Philosophy of Georg Wilhelm Friedrich Hegel
Episode #9 of the course “Brief history of Renaissance and Modern philosophy”
One of the most critically-advanced and acclaimed thinkers of the 18th and 19th centuries, Georg Wilhelm Friedrich Hegel (known to his family as Wilhelm) published some of the most complex philosophical works of all time. Hegel was a German scholar who promoted absolute idealism, which unifies a number of theories about art, history, logic, psychology, philosophy, and religion. His extent is so far-reaching that 20th-century theorists can trace a number of today’s most commonly accepted philosophical and scientific foundations back to Hegel’s work.
Hegel was one of the first to objectively critique and review morality and social consciousness according to a historical perspective. Seeing the cause and effect relationships throughout history on both a large scale and an individual level, Hegel formulated a framework known as the “master-slave dialectic” in human psychology. He theorized that one aspect of human consciousness or identity could not know itself except by comparison, that the opposing aspects would struggle in an attempt to dominate one another, and that when one succeeded the other would be unable to continue to know itself. The importance of this dialectic is the recognizing—the process and movement of recognition.

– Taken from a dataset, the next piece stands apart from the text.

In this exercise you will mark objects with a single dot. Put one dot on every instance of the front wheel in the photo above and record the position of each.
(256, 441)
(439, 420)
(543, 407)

Hegel’s great works include Phenomenology of Mind, Science of Logic, and Life of Jesus. His philosophy has been critiqued as being too theologically focused and relying too much on the religious aspects of philosophy to answer metaphysical questions. Some have even called it a philosophy that closely resembles Christian mysticism. In the idea of looking at an event or social construction from a historical perspective, some believe that Hegel is saying the correct perspective is an absolute or ultimate one: the perspective of God.